Friday, January 30, 2009

Intellectual historian

John P. Diggins, an intellectual historian who brought a provocative, revisionist approach to the history of the American left and right, and to figures as varied as Thorstein Veblen, Max Weber, Abraham Lincoln and Ronald Reagan, died Wednesday in Manhattan. He was 73 and lived in Manhattan. The cause was complications of colon cancer, said his companion, Elizabeth Harlan.

Mr. Diggins, who taught at the Graduate Center of the City University of New York, roamed widely as he traced the intellectual contours of American political thought from the signing of the Declaration of Independence to the present day. His interest in the twists and turns of ideology, and the evolution of ideas, led him to explore pivotal thinkers all along the political spectrum whose preoccupations and struggles led him to the deeper questions of American identity and self-definition.

John P. Diggins in 1992.

He was fascinated, for example, by a fault line in American thought: the great divide that he perceived between the Declaration of Independence, whose language of self-fulfillment presupposed the golden rule of civic virtue, and the Constitution, whose careful attention to property rights and the pursuit of gain reflected the harsher American value of “power, struggle and self-assertion,” as he put it in his book on Lincoln, “On Hallowed Ground” (2000).

It was Lincoln’s mission, he wrote, and a continuing challenge for Americans today, to revalidate the language of the declaration.
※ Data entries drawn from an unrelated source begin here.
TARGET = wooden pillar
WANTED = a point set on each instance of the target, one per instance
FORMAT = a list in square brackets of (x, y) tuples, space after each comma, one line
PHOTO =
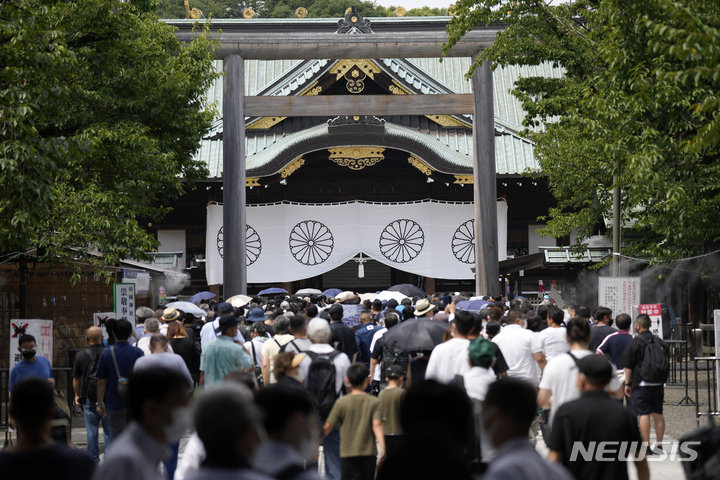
[(487, 268), (234, 199)]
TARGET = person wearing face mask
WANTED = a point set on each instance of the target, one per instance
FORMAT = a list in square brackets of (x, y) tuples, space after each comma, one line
[(160, 358), (31, 365), (225, 422), (157, 402), (508, 411), (291, 448)]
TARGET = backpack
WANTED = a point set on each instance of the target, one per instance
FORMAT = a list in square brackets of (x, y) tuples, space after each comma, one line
[(655, 364), (393, 356), (89, 379), (320, 382)]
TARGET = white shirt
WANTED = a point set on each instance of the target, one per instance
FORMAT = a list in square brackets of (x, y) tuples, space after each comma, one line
[(516, 344), (560, 377), (552, 342), (477, 380), (378, 369), (448, 359), (341, 361)]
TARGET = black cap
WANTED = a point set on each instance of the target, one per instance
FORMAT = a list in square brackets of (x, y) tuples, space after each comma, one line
[(596, 368), (225, 322)]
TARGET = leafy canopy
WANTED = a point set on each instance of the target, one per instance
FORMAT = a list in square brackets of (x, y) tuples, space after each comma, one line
[(102, 110), (640, 90)]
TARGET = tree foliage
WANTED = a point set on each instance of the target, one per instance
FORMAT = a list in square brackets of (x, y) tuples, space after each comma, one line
[(102, 111), (635, 91)]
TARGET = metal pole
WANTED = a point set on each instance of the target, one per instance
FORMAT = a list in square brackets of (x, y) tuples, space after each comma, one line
[(234, 198), (616, 219), (487, 268)]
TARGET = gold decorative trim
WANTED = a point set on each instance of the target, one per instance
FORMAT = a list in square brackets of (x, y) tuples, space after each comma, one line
[(292, 167), (448, 121), (421, 165), (267, 122), (397, 89), (368, 67), (464, 179), (356, 158)]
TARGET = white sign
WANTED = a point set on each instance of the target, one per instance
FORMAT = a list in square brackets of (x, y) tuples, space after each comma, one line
[(654, 311), (99, 320), (40, 329), (125, 301), (619, 294), (140, 278), (288, 242), (717, 354)]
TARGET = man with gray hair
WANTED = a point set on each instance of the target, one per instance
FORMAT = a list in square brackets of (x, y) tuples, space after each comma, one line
[(225, 421), (311, 369)]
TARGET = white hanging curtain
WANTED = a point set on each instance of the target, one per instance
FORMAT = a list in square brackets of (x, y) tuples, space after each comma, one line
[(288, 242)]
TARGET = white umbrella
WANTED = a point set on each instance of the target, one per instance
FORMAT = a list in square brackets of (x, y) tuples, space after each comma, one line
[(187, 307), (387, 295), (309, 291), (368, 296), (238, 301)]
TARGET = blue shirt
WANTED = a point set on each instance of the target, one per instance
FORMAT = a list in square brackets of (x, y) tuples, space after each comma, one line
[(39, 368), (126, 356), (363, 338)]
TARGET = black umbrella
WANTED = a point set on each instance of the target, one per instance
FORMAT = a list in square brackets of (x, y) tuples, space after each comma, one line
[(415, 335), (408, 290)]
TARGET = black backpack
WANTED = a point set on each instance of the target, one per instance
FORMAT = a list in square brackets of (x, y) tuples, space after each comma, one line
[(320, 382), (89, 385), (655, 364), (393, 356)]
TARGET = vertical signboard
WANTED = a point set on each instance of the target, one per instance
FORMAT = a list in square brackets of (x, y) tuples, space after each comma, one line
[(654, 311), (40, 329), (619, 294), (124, 294)]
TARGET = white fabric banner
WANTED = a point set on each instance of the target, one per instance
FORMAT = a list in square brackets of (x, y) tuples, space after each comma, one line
[(288, 242)]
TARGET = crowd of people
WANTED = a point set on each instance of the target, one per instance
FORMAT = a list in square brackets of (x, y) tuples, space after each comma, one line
[(288, 388)]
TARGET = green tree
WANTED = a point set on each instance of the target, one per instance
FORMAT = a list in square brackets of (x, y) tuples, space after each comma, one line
[(612, 106), (102, 111)]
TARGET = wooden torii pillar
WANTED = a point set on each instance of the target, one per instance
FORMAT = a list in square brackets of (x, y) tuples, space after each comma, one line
[(237, 46)]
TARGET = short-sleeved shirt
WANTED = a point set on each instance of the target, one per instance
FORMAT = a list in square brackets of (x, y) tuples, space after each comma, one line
[(390, 402), (552, 342), (343, 339), (363, 338), (355, 415), (632, 357), (591, 419), (271, 348), (126, 356), (57, 461), (598, 333), (614, 346), (560, 377), (222, 356), (39, 368)]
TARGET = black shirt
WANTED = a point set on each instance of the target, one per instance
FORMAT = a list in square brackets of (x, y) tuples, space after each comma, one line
[(595, 417), (57, 461), (632, 357), (343, 339), (597, 335)]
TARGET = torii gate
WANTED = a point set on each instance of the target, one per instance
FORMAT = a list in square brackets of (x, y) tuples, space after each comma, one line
[(275, 39)]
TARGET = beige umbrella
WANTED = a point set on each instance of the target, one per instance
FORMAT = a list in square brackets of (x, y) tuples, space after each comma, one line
[(238, 301)]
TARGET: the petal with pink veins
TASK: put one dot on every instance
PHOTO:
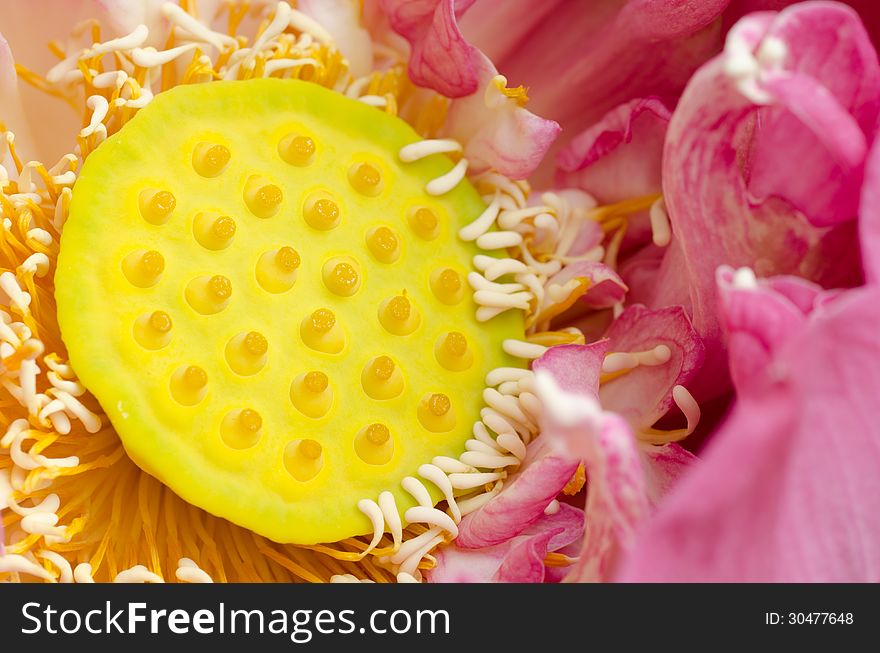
(723, 151)
(496, 130)
(643, 394)
(788, 490)
(619, 157)
(440, 58)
“He was the most philosophical-minded of the American historians,” said the political historian Paul Berman, a writer in residence at New York University. “He was always trying to get at the big questions, about heroism, virtue and the conflict between utopian aspirations and the disappointments of life. His work was a kind of ongoing meditation.”

John Patrick Diggins was born in San Francisco, where his father, an Irish immigrant, was a gardener for the city. After graduating from the University of California, Berkeley, in 1957, he earned a master’s degree at San Francisco State College (now University) and a doctorate at the University of Southern California in 1964.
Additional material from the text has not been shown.